More details are emerging on the mayor's new plan to "end social promotion" in 8th grade. According to the New York Times, the 8th grade rules are "stricter" than those already in place in grades 3, 5, and 7 because students will have to pass all of their core subjects as well as score a 2 or higher on state tests. Last year, the Times reports, about a quarter of 8th graders failed to meet these standards.
No one's suggesting that a quarter of 8th graders will really have to stay in middle school, but as I noted yesterday, summer schools are sure to expand in 2009, when the first set of kids affected by the new policy finishes 8th grade. The Daily News notes that Chancellor Klein plans to head off "mass flunkings" by putting in place stronger intervention strategies earlier in middle school — but without new funds to support those strategies, it's not clear how schools with lots of struggling students will be able to offer intensive support to their weakest students and at the same time scale up their advanced offerings, as a policy announced last summer is requiring them to do.

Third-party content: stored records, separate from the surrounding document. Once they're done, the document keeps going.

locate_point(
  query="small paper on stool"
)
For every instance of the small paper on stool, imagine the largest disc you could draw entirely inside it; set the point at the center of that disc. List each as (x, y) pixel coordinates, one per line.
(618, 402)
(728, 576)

Advocates for Children Director Kim Sweet told the Daily News, "We're very concerned that kids are being stuck in the eighth grade who can't meet the requirements to graduate currently and are already over-age and unable to get into high school." The new policy could exacerbate that problem.
Fortunately, the Times has some small consolation for advocates and over-age kids, noting, "Officials said it was unlikely that eighth graders who had already been held back twice would be retained a third time."